Am Freitag, dem 13. Januar 2017, schreibt ein leicht pummliger, rotgelockter Brite Musikgeschichte: Zum ersten Mal seit es Musik-Charts gibt, stürmt mit Ed Sheeran ein Künstler mit zwei neuen Songs zeitgleich auf Platz 1 und 2. Weder Elvis noch die Beatles brachten das je zustande.

Wer Kunde eines Musik-Streamingdiensts wie Spotify, Deezer, Amazon Prime, oder Apple Music ist, hat Sheerans Coup vielleicht mitbefeuert: Der Brite gehört zur wachsenden Gruppe von Stars, deren Songs bei den Internetdiensten durchstarten, ehe sie in klassischen Medien wie Radio und TV laufen. Andere, wie die Neuseeländerin Lorde, sind sogar ausschließlich durch Streaming weltbekannt geworden; sie brauchen die klassischen Medien nicht mehr.

Mehr als 200 Millionen Menschen streamen bereits Musik über ihr Smartphone oder ihren PC. Gegen eine monatliche Flatrate von rund zehn Euro eröffnen ihnen die Dienste Zugriff auf bis zu 45 Millionen Stücke, rund um die Uhr und so oft sie wollen. In Skandinavien oder England stammen schon 80 Prozent der Umsätze aus Streaming. Die Technik hat die lange darbende Musikindustrie wiederbelebt.

Das Geschäft wächst stark – und ist dabei, die Gesetzmäßigkeiten der Branche umzupflügen. Im neuen Kosmos sind Algorithmen die DJs und Talentscouts. Was die Konsumenten wann zu hören bekommen, können die Promoter der Industrie immer weniger beeinflussen.

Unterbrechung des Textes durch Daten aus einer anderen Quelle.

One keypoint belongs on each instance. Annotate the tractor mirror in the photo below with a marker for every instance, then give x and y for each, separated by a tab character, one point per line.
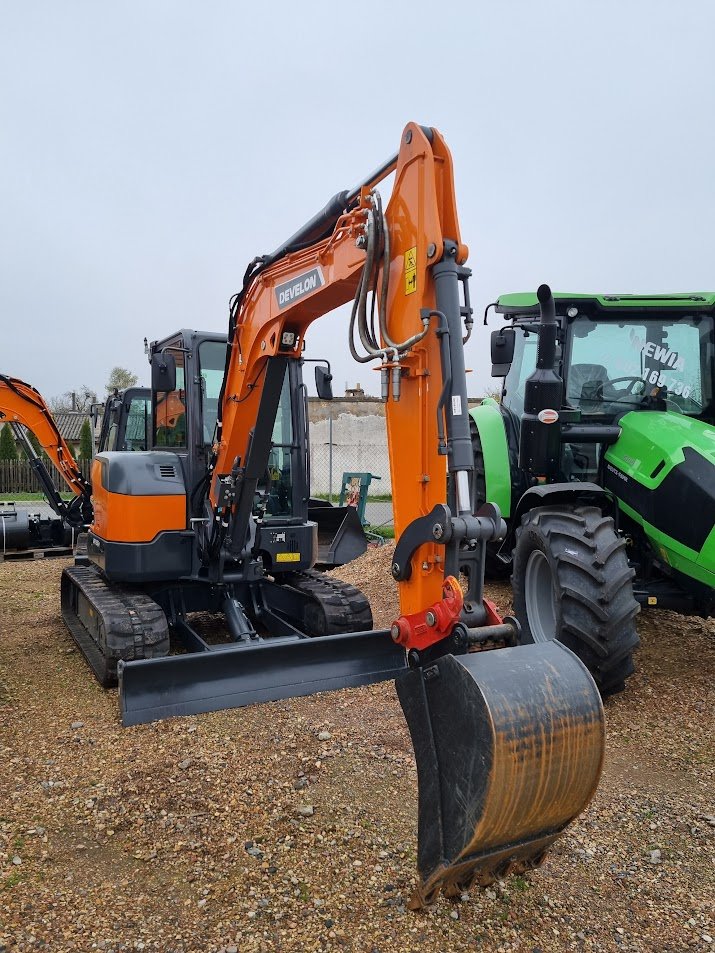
502	351
163	371
323	382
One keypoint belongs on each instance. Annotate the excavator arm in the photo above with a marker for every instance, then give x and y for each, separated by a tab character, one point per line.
411	258
509	743
24	408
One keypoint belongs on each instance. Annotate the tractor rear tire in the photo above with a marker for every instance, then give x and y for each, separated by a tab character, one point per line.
495	567
572	582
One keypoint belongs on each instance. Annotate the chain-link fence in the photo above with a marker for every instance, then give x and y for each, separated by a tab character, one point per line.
349	449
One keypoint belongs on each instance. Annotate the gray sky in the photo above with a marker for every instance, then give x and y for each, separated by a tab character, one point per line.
149	149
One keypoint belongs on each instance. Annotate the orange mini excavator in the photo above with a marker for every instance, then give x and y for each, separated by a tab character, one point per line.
23	408
508	740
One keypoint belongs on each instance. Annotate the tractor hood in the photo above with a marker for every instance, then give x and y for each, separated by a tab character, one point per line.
662	470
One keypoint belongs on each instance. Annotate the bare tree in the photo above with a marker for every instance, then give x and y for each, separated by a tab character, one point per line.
80	400
119	379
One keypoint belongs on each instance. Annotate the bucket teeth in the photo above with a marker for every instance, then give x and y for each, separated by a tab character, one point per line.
509	748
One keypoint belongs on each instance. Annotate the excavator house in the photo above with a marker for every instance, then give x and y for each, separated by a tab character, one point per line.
214	518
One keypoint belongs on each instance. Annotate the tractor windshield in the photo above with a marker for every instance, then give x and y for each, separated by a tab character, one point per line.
628	361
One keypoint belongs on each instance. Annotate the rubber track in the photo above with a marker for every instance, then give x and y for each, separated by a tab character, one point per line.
132	625
346	608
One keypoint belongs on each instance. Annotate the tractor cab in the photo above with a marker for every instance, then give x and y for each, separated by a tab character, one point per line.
615	354
618	353
601	456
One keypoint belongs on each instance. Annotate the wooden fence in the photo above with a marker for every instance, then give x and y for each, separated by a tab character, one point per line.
17	476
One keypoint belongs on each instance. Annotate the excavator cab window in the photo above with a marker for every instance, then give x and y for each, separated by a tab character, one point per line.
136	431
170	415
212	364
279	495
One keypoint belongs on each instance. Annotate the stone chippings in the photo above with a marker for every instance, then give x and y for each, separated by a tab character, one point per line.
291	826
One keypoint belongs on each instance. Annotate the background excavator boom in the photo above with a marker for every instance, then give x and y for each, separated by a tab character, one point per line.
23	407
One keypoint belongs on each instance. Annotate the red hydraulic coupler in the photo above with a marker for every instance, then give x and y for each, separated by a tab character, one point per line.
422	629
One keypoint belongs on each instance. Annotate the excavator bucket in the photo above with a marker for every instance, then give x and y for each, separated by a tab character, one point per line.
509	747
341	537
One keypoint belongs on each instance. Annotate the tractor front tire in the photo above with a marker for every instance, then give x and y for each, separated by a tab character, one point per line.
572	582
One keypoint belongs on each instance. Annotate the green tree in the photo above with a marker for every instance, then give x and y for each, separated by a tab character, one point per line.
8	450
86	445
119	379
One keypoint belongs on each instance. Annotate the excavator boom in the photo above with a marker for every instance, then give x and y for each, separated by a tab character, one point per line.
24	408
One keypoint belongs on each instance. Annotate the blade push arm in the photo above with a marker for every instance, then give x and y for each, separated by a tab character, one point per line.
411	260
22	406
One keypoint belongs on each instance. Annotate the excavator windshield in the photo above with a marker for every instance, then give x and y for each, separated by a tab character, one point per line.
212	364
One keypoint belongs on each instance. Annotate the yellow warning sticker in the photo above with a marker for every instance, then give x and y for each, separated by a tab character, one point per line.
411	270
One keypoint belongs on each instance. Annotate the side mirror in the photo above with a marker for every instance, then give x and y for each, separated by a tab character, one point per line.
323	382
502	351
163	371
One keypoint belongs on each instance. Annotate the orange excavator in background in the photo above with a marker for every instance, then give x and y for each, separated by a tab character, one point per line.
23	408
508	740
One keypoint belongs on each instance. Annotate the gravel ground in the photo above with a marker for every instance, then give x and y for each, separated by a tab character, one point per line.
291	826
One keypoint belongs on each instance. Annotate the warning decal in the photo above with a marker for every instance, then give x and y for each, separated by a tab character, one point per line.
411	270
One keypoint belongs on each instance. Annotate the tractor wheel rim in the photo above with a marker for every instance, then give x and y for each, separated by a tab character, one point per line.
540	603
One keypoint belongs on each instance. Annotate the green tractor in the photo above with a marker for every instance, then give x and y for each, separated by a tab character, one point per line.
601	457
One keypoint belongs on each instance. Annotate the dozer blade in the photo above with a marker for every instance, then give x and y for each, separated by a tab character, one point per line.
509	747
341	537
245	674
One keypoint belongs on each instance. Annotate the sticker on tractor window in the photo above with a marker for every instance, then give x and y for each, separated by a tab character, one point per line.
659	353
411	270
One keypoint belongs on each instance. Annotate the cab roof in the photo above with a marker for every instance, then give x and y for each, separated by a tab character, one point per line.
526	302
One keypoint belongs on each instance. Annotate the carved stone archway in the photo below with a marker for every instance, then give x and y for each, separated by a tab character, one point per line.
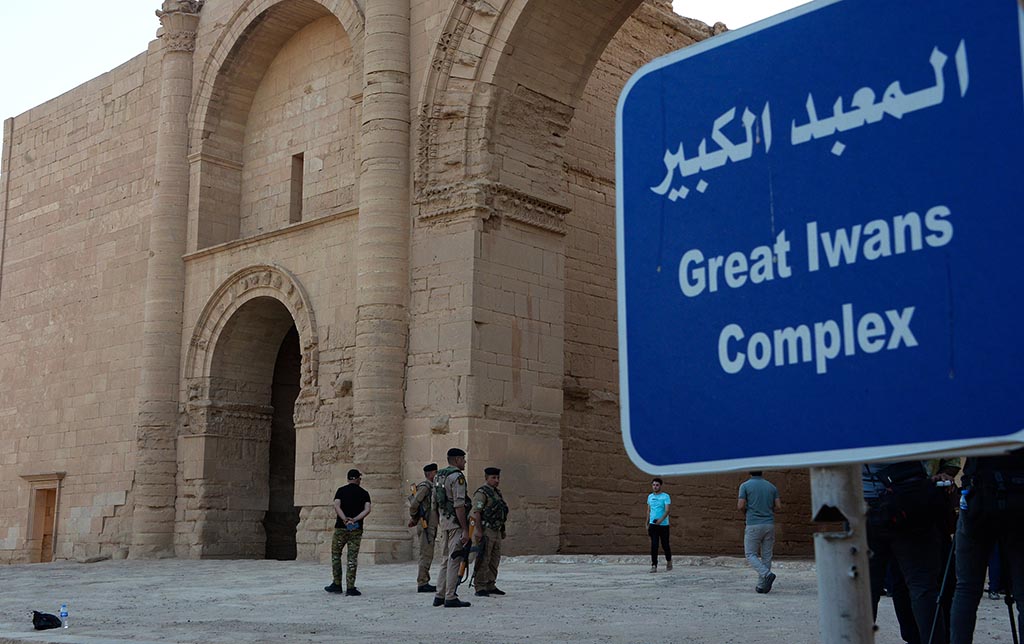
224	439
235	67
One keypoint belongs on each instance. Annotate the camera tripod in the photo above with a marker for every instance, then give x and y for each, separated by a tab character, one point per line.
1008	597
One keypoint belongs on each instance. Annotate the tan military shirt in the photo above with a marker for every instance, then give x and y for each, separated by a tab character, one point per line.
424	495
480	502
455	487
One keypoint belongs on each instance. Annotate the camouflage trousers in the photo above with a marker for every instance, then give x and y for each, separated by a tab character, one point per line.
426	538
485	571
343	538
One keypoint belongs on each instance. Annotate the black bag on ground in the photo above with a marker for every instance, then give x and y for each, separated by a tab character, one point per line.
43	620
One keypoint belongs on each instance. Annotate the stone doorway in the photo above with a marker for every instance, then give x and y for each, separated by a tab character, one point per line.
239	447
43	520
282	515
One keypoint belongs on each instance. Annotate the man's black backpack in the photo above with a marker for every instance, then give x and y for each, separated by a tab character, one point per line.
43	620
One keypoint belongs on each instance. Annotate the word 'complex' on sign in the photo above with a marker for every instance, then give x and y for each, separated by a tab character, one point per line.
818	248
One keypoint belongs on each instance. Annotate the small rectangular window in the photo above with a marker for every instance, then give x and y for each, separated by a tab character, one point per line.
295	189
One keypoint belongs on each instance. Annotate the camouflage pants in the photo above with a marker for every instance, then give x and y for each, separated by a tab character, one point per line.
426	537
342	538
448	576
486	561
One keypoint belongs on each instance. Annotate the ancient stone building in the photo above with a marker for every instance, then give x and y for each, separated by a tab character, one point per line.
299	235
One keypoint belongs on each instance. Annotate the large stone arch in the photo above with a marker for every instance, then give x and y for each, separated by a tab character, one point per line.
245	285
493	176
509	73
226	85
224	441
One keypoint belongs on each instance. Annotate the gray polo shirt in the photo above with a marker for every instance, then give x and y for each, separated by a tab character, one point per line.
760	496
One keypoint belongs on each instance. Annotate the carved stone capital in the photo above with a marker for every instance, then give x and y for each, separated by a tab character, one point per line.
180	6
179	41
486	199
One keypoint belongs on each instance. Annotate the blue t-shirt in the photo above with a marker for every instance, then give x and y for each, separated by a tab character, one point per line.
658	505
760	496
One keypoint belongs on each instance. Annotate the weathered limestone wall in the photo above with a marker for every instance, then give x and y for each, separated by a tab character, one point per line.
79	171
485	317
301	108
320	256
596	469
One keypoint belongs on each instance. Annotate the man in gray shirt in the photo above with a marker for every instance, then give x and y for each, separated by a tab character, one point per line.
759	499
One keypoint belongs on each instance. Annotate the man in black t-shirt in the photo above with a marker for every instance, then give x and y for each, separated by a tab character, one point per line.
351	504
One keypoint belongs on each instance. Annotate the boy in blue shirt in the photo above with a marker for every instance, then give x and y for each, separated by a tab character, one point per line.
657	523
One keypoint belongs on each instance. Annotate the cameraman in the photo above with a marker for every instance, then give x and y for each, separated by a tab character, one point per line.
994	514
902	506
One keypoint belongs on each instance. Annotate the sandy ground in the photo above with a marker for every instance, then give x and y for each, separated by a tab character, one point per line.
550	599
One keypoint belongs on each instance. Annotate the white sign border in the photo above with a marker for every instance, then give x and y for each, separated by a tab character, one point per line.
967	446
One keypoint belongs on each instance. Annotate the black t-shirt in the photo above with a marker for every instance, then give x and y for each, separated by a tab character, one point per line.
353	501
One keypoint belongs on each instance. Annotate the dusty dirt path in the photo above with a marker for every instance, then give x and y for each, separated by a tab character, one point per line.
550	599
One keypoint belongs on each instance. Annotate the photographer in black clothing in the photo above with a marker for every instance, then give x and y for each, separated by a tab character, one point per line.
903	506
994	514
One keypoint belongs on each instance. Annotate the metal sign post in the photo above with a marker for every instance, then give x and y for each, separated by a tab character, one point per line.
844	593
818	248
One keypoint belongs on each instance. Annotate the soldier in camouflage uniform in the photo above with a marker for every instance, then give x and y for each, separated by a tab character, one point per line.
491	513
423	514
453	506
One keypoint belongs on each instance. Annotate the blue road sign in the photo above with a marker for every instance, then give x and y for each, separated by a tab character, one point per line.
820	239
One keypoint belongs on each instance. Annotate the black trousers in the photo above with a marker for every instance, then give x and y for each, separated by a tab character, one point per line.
658	532
919	555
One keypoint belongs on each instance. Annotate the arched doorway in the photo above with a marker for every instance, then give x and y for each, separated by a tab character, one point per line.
250	369
282	515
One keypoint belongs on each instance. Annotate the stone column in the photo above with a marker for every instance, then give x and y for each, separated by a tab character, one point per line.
157	394
382	275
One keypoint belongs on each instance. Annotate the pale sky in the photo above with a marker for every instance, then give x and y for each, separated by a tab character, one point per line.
48	47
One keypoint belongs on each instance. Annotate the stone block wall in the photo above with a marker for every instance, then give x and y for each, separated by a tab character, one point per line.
78	172
302	108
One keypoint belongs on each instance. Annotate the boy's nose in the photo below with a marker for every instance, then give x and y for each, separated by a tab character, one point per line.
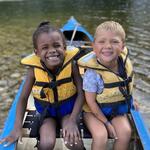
107	44
53	50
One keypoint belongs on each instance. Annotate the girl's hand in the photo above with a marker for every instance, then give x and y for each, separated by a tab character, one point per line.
136	104
111	131
71	133
13	137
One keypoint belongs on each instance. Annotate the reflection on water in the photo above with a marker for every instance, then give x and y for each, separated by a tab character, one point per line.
19	19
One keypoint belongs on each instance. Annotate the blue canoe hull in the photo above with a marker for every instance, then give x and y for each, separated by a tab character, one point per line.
141	128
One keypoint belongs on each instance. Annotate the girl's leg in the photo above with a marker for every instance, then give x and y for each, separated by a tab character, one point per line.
123	130
47	134
97	130
78	145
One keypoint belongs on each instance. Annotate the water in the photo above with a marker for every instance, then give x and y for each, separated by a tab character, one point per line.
19	18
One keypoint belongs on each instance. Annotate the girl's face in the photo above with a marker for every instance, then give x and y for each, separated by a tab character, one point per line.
107	46
50	49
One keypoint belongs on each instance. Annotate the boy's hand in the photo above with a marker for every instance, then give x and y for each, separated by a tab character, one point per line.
71	133
13	137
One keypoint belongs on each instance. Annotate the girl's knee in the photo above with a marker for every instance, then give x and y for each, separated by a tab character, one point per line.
100	137
47	144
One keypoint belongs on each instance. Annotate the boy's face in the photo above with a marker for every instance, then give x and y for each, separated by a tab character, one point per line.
107	46
50	49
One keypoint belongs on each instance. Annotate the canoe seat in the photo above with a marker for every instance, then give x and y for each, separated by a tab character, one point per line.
31	117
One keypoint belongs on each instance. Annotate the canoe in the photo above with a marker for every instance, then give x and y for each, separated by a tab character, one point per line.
78	36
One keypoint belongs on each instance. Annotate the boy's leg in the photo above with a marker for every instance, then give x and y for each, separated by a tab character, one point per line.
97	130
74	141
47	134
123	130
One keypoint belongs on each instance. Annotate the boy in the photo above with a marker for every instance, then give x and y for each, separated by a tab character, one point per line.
108	84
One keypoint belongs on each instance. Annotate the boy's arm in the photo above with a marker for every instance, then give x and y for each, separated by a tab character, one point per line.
71	133
21	107
80	94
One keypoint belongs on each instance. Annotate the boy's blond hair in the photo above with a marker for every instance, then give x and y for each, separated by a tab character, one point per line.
111	26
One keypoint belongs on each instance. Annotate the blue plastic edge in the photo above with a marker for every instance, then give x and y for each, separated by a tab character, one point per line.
10	120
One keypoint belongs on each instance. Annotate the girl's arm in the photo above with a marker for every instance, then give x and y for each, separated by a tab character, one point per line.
91	101
21	108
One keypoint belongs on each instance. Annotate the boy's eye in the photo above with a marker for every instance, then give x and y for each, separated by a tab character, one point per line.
45	48
115	41
101	41
57	45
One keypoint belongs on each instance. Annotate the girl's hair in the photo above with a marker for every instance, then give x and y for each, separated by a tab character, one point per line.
111	26
46	27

Algorithmen analysieren bis ins kleinste Detail unseren Geschmack, scannen die Archive der Musikverlage und suchen nach Übereinstimmungen. Die Musik-Algos sind einer der ersten großen Erfolge der künstlichen Intelligenz: Selbstlernend filtern sie immer besser das Angebot von Millionen verfügbaren Streamtiteln, ohne dass Programmierer sie dafür je umschreiben oder erweitern müssen. Aber wie funktionieren sie?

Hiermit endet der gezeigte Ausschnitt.